Updated - Aug. 5, 2015 at 2 p.m. PDT / 5 p.m. EDT The JPL SMAP mission team continues to troubleshoot the anomaly that occurred on SMAP's radar instrument on July 7. The radar remains in safe mode. SMAP's radiometer instrument continues to operate nominally and is collecting valuable science data.Detailed analyses by the team have isolated the radar anomaly to the low-voltage power supply for the radar's high-power amplifier (HPA). The HPA boosts the power level of the radar's pulse to ensure the energy scattered from Earth's surface is strong enough to be accurately measured by the SMAP radar instrument. The team identified several candidate faults within the low-voltage power supply that could fit the observed telemetry behavior.Although several attempts to recover the radar have been unsuccessful, ongoing analyses have recovered valuable diagnostic data that are assisting the team in better understanding the nature and source of the issue.Continued analysis and ground testing will be performed over the next several weeks. The next attempt to power up the radar may occur in late August.

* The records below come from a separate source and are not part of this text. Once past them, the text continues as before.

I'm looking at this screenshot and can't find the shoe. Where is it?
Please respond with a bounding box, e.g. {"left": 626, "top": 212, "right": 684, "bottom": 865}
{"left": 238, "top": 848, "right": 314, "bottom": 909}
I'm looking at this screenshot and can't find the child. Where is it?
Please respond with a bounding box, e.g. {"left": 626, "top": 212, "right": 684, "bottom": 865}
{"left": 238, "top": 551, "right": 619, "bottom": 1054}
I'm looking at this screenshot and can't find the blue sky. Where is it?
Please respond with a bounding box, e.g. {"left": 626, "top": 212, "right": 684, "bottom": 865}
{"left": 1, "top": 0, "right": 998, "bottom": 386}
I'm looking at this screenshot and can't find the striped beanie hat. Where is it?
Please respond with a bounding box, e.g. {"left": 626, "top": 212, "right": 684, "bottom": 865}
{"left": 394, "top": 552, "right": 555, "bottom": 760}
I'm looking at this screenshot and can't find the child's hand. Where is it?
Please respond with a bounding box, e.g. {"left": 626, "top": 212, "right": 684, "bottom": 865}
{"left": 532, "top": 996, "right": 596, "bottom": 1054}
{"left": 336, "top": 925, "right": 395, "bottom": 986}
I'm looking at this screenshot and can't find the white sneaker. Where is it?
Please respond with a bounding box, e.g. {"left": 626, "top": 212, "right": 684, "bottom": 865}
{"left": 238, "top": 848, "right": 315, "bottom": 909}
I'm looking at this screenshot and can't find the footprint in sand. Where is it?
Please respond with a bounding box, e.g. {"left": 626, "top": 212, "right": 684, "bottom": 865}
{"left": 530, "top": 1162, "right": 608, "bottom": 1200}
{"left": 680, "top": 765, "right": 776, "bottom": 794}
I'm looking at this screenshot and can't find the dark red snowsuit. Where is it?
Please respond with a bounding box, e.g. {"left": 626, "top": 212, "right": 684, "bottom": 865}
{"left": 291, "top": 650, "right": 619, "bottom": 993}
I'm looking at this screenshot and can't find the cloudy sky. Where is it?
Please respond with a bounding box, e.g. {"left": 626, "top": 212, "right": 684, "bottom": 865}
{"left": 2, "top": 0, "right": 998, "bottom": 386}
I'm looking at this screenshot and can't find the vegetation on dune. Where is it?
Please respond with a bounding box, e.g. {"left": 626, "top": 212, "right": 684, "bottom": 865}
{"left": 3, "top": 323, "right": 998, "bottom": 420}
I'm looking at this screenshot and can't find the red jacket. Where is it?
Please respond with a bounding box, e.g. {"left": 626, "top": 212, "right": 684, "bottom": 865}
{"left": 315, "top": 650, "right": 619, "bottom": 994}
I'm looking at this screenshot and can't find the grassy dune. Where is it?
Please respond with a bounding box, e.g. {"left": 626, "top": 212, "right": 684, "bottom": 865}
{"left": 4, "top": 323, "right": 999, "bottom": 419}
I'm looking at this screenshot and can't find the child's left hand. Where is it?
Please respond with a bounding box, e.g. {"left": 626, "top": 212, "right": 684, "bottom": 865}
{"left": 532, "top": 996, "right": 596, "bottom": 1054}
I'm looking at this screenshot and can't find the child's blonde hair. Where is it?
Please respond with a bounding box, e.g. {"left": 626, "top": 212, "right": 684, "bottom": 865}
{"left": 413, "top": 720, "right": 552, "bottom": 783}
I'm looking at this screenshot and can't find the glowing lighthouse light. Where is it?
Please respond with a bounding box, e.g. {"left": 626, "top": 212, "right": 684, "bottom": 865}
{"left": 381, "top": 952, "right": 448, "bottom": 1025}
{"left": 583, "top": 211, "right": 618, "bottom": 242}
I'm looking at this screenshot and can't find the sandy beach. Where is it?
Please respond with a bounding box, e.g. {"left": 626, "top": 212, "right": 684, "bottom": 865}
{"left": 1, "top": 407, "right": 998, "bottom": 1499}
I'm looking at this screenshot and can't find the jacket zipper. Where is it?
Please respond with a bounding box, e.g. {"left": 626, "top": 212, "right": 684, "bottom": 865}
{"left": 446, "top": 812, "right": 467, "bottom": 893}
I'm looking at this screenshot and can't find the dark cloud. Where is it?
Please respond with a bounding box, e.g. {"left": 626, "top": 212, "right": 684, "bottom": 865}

Although NASA does not state it as such but the loss of the radar, well before it's design-lifetime, classifies as a partial mission failure.
Quote from: woods170 on 09/03/2015 10:12 amAlthough NASA does not state it as such but the loss of the radar, well before it's design-lifetime, classifies as a partial mission failure.And with Aquarius, which finished the Main Mission but failed before design life? It will also be classified as partial failure?BTW, losing those two missions will be a very hard hit on the water cycle and meteorology scientists and for EO in general. On the one hand they have got a lot of high resolution/high quality data that enables a lot more detailed and accurate models. On the other hand, now they have lost two of the three sources that they had (the third being the SMOS mission).
Losing the radar means SMAP cannot fulfil the Level 1 science objectives, or minimum success criteria, NASA set in approving the mission.